Mitigate Concept ID Misalignment in the OMOP CDM data ingestion and harmonization pipeline and Resolve Terminology Drift - National-Clinical-Cohort-Collaborative/Data-Ingestion-and-Harmonization GitHub Wiki
N3C Clinical and COVID Data Pipeline - OMOP CDM Data Ingestion and Terminology Translation
October 2023
The N3C Clinical Enclave and COVID data pipelines are implemented through a series of data transformation steps which include extracting, transforming, and loading the transformed data into an OMOP Common Data Model (CDM) instance. The data partners’ datasets terminology translation uses a unified version of the OMOP vocabulary tables in the Enclave.
The data partners submit a compressed zip file into the pipeline in one of the predefined CDM layout formats used by the CTSA consortium (i.e. PCORnet, ACT, TriNetX, PEDSnet, and OMOP CDM). Currently there are five distinct ingest pipeline implementations, one for each CDM model as shown in Figure 1.
Figure 1.
Non-OMOP CDM Data Ingestion Harmonizaion pipeline
When data is submitted in a non-OMOP CDM format, it undergoes multiple ingestion steps, including a terminology translation step that maps source-coded data to OMOP vocabulary concepts. This process ensures that research data from disparate healthcare systems is standardized using a unified version of the OMOP vocabulary tables.
By applying a single OMOP vocabulary version during translation, the characteristics of clinical codes in the source data are consistently and uniformly mapped, minimizing variability and ensuring alignment with OMOP standards. As a result, the “meaning” behind the coded clinical data is preserved, with each concept interpreted according to the standardized terminology assignment in the OMOP vocabulary.

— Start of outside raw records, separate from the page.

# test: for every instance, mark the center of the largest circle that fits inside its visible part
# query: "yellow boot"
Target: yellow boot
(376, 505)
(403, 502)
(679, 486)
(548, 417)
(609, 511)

This single-version translation approach is applied uniformly across all submitted datasets, ensuring consistent mapping of OMOP concept IDs across sites.
OMOP-CDM Data Ingestion Harmonizaion pipeline
When site data is submitted in the OMOP CDM format, the terminology translation step in the ingestion pipeline is skipped. This is because the data has already undergone translation at the data partner site, where concepts are coded using _domain_concept_id.
However, semantic drift occurs when different versions of the OMOP vocabulary tables are used prior to data submission. Below is a list of the OMOP vocabulary versions used by the site:
Figure 2.
Handling Terminology Drift in OMOP CDM Data Submission
This discrepancy leads to data quality issues in the N3C Enclave, where the latest unified version of the OMOP vocabulary tables is used. Older vocabulary versions may contain deprecated, deleted, updated, or newly added concepts compared to the latest released version. As a result, OMOP CDM data processed with outdated vocabulary versions may exhibit terminology drift, affecting concept sets used in phenotype definitions.
The impact of this terminology drift increases as the version gap widens, as more concepts may become non-standard with each vocabulary update. This misalignment poses challenges for downstream analyses that rely on consistent, standardized terminologies. Overtime the semantic drift with increasing number of standard concepts becoming non-standard.
Figure 3 - data_partner_ids are hidden on the y-axis on purpose
To address terminology drift, we have updated the OMOP pipeline to re-align terminology translation with the unified version of the OMOP vocabulary tables used in the Enclave. This ensures consistency with the vocabulary version applied to non-OMOP CDM data.
Figure 4 -
Overall process is fairly simple. We collect all of the non-standard concepts found in all the domains. Re-map to find the standard concept using the “Maps to” relationship. Re-insert the data using the standard concept. If there are still remaining non-standard concepts, insert them back to the respective domains as not to lose any data that the site is submitting. The overall process is as follows:
- Identify Non-Standard Concepts – Collect all non-standard concepts across all domains.
- Re-map to Standard Concepts – Use the "Maps to" relationship in the OMOP vocabulary to find the corresponding standard concept.
- Re-insert Data with Standard Concepts – Replace non-standard concepts with their mapped standard equivalents.
- Preserve Unmapped Concepts – If any non-standard concepts remain unmapped, retain them within their respective domains to ensure no submitted data is lost.
Figure 5 - Improved OMOP CDM ingestion and harmonization pipeline overview.
The OMOP pipeline has been updated to collect all non-standard concepts and re-translate them using the "Maps to" relationship in the OMOP vocabulary. Any concepts that cannot be mapped through this process are retained in their original source domain to ensure data completeness.
This approach preserves data integrity while aligning terminology with the unified version of the OMOP vocabulary tables in the Enclave, ensuring consistency across datasets.